Since that time, poverty among older Americans has declined substantially, from nearly 30 percent in 1966 to just under 10 percent today. While this is a great success, we know many older adults still live just above the poverty line, which is $11,700 per year for an individual and $15,930 for two. In Maine, we have done relatively well at keeping our older residents out of absolute poverty. Our official senior poverty rate of 5 percent is one of the lowest in the country. But these statistics don’t include those with incomes just above the poverty line. And thousands of these elders will be harshly affected by Gov. Paul LePage’s proposed budget.

Last summer, a survey sponsored by Maine Equal Justice Partners asked respondents what they believed caused poverty and what they thought the Legislature could do to reduce it.

Among the 941 survey respondents, one-eighth were 65 and older. They were all living at 200 percent of the poverty line or below, and more than half were living on less than $15,000 per year. Many were receiving government assistance. More than half received food stamps, and nearly six in 10 received Medicaid to help them with their health expenses.

Despite this assistance, these older Mainers continued to experience severe consequences from economic insecurity. One-third said they had not always had enough to eat in the past year, and one quarter had not been able to pay a utility bill. When asked what they thought led people to live in poverty, nearly four in five attributed poverty to structural causes such as low wages, lack of good health care and education, and the high cost of living. Only 21 percent thought people lived in poverty because they made bad decisions and were irresponsible.

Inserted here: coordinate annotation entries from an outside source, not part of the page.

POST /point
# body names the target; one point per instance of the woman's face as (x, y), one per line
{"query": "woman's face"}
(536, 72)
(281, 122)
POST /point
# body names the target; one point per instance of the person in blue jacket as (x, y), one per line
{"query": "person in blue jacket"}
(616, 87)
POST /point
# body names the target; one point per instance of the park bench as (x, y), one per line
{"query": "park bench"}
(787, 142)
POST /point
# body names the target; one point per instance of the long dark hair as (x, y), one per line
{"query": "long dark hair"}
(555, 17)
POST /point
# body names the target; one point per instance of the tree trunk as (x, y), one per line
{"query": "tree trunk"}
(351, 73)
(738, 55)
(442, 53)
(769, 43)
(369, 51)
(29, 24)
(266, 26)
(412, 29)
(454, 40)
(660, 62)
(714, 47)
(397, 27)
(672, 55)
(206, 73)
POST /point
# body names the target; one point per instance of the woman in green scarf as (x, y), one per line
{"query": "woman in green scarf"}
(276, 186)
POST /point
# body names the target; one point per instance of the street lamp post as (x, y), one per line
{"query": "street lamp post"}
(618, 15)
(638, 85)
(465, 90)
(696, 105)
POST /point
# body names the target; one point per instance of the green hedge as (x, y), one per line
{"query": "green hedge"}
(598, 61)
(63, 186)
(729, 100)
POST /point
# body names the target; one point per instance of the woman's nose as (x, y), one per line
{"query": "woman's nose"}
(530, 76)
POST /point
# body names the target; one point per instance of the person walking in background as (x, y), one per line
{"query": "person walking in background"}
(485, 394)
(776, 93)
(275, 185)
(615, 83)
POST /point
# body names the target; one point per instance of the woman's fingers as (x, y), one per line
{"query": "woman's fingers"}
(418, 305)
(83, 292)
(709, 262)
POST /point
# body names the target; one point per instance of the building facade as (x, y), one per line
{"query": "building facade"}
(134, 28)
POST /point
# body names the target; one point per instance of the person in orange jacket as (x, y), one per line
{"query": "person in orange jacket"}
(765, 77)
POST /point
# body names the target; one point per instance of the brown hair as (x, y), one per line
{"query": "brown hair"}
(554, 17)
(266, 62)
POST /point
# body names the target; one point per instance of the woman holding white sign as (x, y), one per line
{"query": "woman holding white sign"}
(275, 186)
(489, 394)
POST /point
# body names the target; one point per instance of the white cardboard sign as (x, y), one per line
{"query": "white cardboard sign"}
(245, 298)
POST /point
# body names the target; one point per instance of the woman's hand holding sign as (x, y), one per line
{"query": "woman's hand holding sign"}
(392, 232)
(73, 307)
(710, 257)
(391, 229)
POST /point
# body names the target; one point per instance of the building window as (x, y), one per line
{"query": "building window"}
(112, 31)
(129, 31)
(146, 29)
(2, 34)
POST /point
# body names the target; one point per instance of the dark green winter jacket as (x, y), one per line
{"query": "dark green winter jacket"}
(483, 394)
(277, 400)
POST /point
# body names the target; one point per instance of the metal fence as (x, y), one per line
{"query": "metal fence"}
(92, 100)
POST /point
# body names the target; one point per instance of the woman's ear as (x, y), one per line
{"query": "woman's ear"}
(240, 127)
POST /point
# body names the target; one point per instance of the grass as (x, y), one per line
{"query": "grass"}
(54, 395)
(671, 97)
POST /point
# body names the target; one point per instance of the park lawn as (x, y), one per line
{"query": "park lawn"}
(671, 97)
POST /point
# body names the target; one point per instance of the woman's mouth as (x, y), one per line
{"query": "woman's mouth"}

Younger and older respondents had very similar ideas on what the Legislature could do to reduce poverty. Both groups picked creating jobs and increasing the minimum wage as their top choices. After all, older adults, even if no longer working themselves, are concerned for the economic security of their family members and neighbors. They also know that their own poverty is most often a result of insecure employment and low wages throughout their working lives.

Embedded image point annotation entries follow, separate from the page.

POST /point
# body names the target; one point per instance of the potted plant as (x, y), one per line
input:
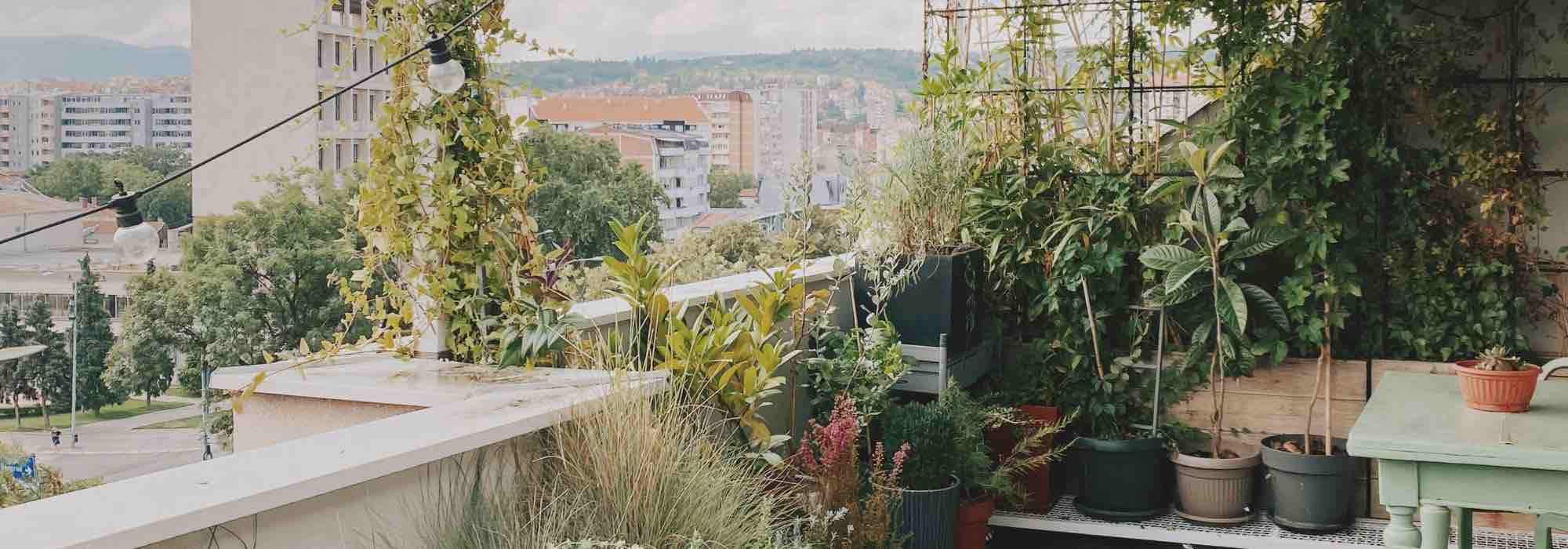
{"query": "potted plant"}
(915, 267)
(1007, 478)
(1214, 485)
(1497, 382)
(1312, 479)
(1023, 384)
(946, 446)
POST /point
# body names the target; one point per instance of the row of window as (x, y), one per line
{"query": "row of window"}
(98, 111)
(343, 155)
(93, 147)
(100, 122)
(368, 103)
(338, 53)
(98, 134)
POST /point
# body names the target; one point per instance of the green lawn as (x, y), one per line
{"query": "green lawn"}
(184, 423)
(131, 409)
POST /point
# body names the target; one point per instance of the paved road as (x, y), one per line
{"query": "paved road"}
(118, 449)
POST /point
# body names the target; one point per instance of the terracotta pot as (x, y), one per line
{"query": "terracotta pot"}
(1216, 490)
(1036, 482)
(1497, 391)
(975, 525)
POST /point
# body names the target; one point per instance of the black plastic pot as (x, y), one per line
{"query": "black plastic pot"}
(927, 518)
(1123, 481)
(1310, 493)
(938, 300)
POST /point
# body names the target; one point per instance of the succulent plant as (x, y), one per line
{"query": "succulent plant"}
(1498, 360)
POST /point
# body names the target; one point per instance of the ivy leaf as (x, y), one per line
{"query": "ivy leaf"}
(1266, 302)
(1260, 241)
(1166, 258)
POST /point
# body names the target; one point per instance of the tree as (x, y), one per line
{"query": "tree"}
(93, 340)
(51, 368)
(140, 362)
(93, 175)
(586, 186)
(725, 187)
(250, 283)
(15, 382)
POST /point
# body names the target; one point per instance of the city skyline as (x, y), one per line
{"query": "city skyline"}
(639, 29)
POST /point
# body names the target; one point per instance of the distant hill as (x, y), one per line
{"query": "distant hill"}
(87, 59)
(899, 70)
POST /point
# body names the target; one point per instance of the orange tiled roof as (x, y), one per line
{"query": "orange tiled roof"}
(623, 111)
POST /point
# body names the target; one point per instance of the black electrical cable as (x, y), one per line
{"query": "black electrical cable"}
(183, 173)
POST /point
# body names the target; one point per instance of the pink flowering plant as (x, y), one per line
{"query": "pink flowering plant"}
(848, 511)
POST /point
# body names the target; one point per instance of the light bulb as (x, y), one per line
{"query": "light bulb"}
(446, 75)
(137, 244)
(446, 78)
(136, 239)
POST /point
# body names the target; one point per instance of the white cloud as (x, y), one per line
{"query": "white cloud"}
(611, 31)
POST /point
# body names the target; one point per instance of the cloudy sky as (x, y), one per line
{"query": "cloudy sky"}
(617, 29)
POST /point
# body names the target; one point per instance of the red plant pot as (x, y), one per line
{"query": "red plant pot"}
(975, 525)
(1037, 482)
(1497, 391)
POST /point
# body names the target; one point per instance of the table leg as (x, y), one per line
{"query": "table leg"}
(1401, 533)
(1467, 526)
(1434, 526)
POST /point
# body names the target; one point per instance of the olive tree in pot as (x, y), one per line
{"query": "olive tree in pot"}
(946, 446)
(915, 266)
(1312, 479)
(1214, 485)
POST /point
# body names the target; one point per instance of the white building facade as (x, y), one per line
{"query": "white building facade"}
(241, 56)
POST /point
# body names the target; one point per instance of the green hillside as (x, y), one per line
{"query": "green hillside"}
(899, 70)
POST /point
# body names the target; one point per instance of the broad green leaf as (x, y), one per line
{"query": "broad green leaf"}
(1164, 258)
(1258, 242)
(1181, 274)
(1266, 302)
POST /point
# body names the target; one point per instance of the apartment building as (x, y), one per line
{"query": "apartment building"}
(239, 57)
(678, 161)
(15, 134)
(788, 129)
(735, 118)
(38, 129)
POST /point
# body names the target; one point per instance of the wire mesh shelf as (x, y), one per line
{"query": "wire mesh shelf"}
(1258, 533)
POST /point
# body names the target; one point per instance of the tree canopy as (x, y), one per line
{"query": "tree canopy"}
(586, 186)
(78, 176)
(250, 283)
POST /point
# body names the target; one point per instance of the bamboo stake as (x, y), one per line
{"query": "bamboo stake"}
(1094, 330)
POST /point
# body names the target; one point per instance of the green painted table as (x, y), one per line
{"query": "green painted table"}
(1436, 454)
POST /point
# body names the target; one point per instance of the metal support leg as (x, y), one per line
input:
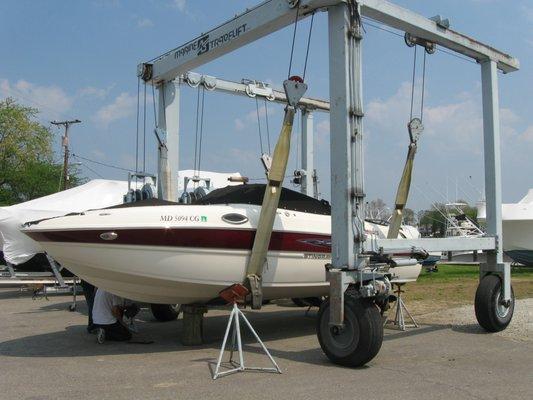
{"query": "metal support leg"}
(307, 153)
(493, 179)
(193, 319)
(234, 317)
(346, 127)
(399, 318)
(168, 121)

Reducing property taxes and increasing access to health care were also among the top five choices of older survey respondents for how government could reduce poverty. Similar to several bills currently before the Legislature that seek to expand the Property Tax Fairness Credit, the governor’s proposed budget also provides some property tax relief, which would especially benefit older Mainers who were hard hit by the elimination of the “Circuit Breaker” program two years ago.

Unfortunately, the governor’s overall budget would likely place more burden on property taxes as municipalities are forced to recover from the elimination of revenue sharing and other cuts. Furthermore, any gains from property tax relief would be more than lost through the proposed budget restrictions to health care for thousands of older Mainers through changes in the Medicare Savings Program, or MSP, and the Low Cost Drugs for the Elderly and Disabled program, or DEL.

For example, Jack Comart of Maine Equal Justice Partners, in his testimony at a public hearing on the budget on March 4, predicted that if these changes are implemented, close to 21,000 low-income seniors and people with disabilities would see their health care costs increase by about $200 per month, or 15 percent of the disposable income for an elder living at 125 percent of the poverty line. Another 12,000 people would completely lose their MSP eligibility, resulting in a bump in their annual health care costs of, at minimum, $1,260 a year. About 1,800 elders and people with disabilities would lose all help with prescription drugs through the DEL Program.

These proposed cuts are directly counter to what one respondent to the survey wrote: “Help more low-income elderly. [Provide] more help for people with health problems.” As the governor’s budget is dissected and debated in the coming weeks, I hope we will keep in mind the health and well-being of our communities’ low-income, older adults.

Sandy Butler is professor of social work and graduate program coordinator in the School of Social Work at the University of Maine. She is a member of the Maine chapter of the national Scholars Strategy Network, which brings together scholars across the country to address public challenges and their policy implications. Members’ columns appear in the BDN every other week.